Tatum and others are calling for a federal consent decree, which would involve the Department of Justice investigating the Fort Worth Police Department and mandating potential reforms, as has happened in cities such as
Baltimore and
Ferguson, Missouri, where police-involved fatalities led to unrest. The faith leaders planned to send a joint letter Thursday to Attorney General William Barr.
Fort Worth defense attorney Albert Roberts, who lost a 2018 bid for Tarrant County district attorney, said the city created a race and culture committee after a previous alleged case of police abuse. The committee spent two years talking to various communities and city officials and made recommendations, including creating a citizens review board to monitor police, but none have been implemented.

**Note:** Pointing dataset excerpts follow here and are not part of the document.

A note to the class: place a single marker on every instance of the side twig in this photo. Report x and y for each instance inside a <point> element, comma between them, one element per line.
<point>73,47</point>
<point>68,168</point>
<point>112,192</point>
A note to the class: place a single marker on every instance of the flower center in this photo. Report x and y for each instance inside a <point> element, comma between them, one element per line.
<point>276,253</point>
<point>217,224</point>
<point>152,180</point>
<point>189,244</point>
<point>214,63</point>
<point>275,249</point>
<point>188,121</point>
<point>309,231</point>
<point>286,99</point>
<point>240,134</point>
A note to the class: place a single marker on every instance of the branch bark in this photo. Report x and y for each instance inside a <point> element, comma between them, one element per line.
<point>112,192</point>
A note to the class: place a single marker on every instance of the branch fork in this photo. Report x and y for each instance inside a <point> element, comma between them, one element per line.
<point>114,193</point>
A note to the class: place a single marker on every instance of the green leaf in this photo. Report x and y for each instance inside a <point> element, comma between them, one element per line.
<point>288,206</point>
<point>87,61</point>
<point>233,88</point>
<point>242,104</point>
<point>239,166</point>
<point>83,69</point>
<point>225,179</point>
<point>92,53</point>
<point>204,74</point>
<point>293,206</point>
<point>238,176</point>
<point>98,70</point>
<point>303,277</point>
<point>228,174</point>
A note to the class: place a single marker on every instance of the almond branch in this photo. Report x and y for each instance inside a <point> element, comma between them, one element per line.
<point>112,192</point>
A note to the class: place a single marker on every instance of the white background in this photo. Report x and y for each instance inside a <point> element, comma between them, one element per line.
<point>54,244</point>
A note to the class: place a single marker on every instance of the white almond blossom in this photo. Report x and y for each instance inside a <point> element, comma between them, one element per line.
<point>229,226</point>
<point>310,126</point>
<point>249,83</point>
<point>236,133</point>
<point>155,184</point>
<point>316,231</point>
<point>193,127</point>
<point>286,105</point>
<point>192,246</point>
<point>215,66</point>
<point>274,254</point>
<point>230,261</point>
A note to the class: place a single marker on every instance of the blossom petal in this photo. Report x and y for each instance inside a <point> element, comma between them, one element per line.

"We don't need anybody to tell us we have a problem," Roberts said.
Fort Worth officials have said that a third-party panel of national experts will review the police department and that the city will hire a police monitor who would create a community oversight board.
But as the department's tactics come under renewed scrutiny, the desire for federal standards for use of force and adequate training across the country are being championed more forcefully by activists and politicians in the wake of the Fort Worth shooting.
"Atatiana Jefferson should still be alive," Sen. Elizabeth Warren, D-Mass., a Democratic presidential candidate,
tweeted this week. "We need real reform, now — including federal standards for the use of force that incorporate proven strategies like de-escalation, verbal warning requirements, and the use of non-lethal alternatives."


In the Democratic presidential debate Tuesday night, candidate Julián Castro, former mayor of San Antonio, Texas, brought up Jefferson's killing as he explained why he rejects a mandatory gun buyback program.
"I am not going to give these police officers another reason to go door-to-door in certain communities, because police violence is also gun violence and we need to address that," he said
Samuel Walker, a professor emeritus of criminal justice at the University of Nebraska at Omaha and an expert on policy accountability, said a federal standard is necessary and would go a long way to help departments that are not at the forefront of de-escalation and other policing tactics.
"There should be federal standards on use of deadly force although I worry about it getting through Congress," Walker said, "whether Congress will adopt a strong policy."
A bill that would bar police chokeholds, introduced in 2015 after the
death of New York man Eric Garner while being arrested by police, remains
held up in Congress.
Meanwhile, more than 30 states have passed laws related to de-escalation, Walker said, with departments adopting
use of force standards that also take into consideration mental illness and are aimed at preserving life.
"The problem is in this country we have 18,000 separate law enforcement agencies. There's no national governing standards apart from
Supreme Court decisions, so it's a serious problem," Walker said. "There's a lot of reform happening, but it's being done on a piecemeal basis and too often it's crisis management."
Departments can benefit from not only laying out when officers can and cannot shoot, he added, but by implementing review boards that look at shootings over a certain period and can pinpoint recurring problems.
"Are there problems with our policy, with our training? Or is it in the supervision and that's a huge issue?" Walker asked. "What you really have to have is a comprehensive approach to use of deadly force, and most departments don't meet all of those standards."
De-escalation training was being done in Fort Worth even before the latest police-involved shooting. The
department said last year that its training sessions "have been modified to provide more tools to resolve police encounters that emphasize the safety of residents and officers."